Employees, blocked from selling their sizeable investments in Enron stock, saw their retirement savings disappear.
Now, with the federal government investigating possible criminal wrongdoing by the company's top executives, employees are quietly pointing investigators toward the man they think most responsible for the fiasco: former Chief Executive Officer Jeffrey Skilling.
The San Francisco Chronicle quotes Enron workers as saying they won't hesitate to implicate Skilling if investigators ask probing questions about the company's business dealings - which they will.
"People are p----- as hell at the guy," one well-placed Enron employee told the newspaper. "We think he saw what was coming and bailed out on us."
The Chronicle notes that Skilling resigned as CEO in August, well before accounting irregularities came to light that would cause Enron's stock to plunge more than 99 percent and force the firm to seek bankruptcy protection last month.
Skilling said his departure after a decade as one of Enron's superstars was for personal reasons.
On Sept. 17, the first trading day after the Sept. 11 terrorist attacks, he made nearly $15 million by selling off about 500,000 Enron shares.
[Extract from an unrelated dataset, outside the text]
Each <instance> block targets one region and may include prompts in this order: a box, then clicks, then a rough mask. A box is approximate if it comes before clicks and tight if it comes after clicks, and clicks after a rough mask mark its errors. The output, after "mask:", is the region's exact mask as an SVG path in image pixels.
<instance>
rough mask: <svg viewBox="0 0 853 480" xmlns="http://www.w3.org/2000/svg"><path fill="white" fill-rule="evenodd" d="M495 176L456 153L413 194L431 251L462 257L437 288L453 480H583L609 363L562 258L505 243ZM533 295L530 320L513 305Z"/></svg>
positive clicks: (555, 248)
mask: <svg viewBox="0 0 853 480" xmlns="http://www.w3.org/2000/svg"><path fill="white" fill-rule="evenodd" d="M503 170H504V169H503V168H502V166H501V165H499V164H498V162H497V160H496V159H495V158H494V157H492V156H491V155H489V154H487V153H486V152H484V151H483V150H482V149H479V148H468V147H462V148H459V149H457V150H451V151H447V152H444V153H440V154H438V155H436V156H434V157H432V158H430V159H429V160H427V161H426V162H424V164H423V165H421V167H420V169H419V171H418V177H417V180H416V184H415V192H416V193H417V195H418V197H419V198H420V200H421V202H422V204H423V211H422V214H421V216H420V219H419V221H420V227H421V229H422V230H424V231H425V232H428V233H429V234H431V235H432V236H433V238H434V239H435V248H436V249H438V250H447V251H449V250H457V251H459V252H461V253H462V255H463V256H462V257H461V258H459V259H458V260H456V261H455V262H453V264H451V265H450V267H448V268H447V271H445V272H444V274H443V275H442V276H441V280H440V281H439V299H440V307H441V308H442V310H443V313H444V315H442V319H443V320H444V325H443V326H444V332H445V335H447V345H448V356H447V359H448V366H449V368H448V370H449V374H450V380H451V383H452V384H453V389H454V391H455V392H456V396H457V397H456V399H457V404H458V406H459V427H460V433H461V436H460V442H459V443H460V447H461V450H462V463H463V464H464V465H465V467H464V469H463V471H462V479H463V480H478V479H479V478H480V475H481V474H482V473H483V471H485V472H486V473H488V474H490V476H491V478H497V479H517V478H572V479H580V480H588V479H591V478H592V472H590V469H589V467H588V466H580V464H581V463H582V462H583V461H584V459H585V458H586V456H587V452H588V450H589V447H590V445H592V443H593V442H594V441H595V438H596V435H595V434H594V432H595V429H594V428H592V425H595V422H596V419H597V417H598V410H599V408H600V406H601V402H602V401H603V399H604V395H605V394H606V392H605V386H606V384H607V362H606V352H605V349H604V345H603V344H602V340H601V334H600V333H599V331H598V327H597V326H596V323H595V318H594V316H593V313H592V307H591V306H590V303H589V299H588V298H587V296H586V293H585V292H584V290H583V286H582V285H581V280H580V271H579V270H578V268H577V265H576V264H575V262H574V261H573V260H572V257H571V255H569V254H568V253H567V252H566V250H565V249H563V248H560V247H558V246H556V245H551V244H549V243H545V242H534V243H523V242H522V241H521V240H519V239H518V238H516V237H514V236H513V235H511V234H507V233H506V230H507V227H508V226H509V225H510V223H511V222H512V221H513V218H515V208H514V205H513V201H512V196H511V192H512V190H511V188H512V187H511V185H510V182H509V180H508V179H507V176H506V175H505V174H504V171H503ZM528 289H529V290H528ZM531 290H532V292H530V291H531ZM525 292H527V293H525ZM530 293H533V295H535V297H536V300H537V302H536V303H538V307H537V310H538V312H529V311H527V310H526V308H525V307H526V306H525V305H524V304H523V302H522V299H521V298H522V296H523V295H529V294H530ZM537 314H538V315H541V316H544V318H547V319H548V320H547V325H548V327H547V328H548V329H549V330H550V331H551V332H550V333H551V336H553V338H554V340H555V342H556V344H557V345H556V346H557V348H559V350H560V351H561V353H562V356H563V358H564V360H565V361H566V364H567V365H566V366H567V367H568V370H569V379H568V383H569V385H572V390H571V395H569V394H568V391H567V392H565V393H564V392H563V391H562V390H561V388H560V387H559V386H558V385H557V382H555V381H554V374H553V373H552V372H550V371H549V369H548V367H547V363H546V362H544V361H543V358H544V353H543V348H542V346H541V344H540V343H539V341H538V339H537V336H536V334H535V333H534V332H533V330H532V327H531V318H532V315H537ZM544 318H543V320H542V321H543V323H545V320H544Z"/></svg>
This was when Enron was still trading at more than $30 per share.
Enron's stock closed Thursday at just 67 cents, leaving the 401(k) plans of thousands of workers in tatters.
"This was a tragedy," Skilling told an interviewer last month after Enron suffered one of the worst corporate implosions in U.S. history. "I had no idea the company was in anything but excellent shape."
He suggested that the company's former chief financial officer, Andrew Fastow, was to blame for any irregularities.
But Enron employees, many of whom remain fiercely loyal to the company, told the Chronicle that Skilling's declarations of innocence ring hollow.
"Skilling knew more about the deals than he's let on," one worker said, adding that many at Enron share a feeling of betrayal that their former leader is now trying to distance himself from the company.
"We were drinking the Kool-Aid and he was selling stock," the worker said. "I have no reason to think that he didn't see things coming."
Another worker described morale as about as robust as Enron's market value. "This is not a happy place," he said. Worse, employees know that Enron's death spiral has yet to hit bottom.
"I don't think we're there yet," the worker said. "With the political theater we're going to see for the next eight weeks, we'll probably define new lows every day."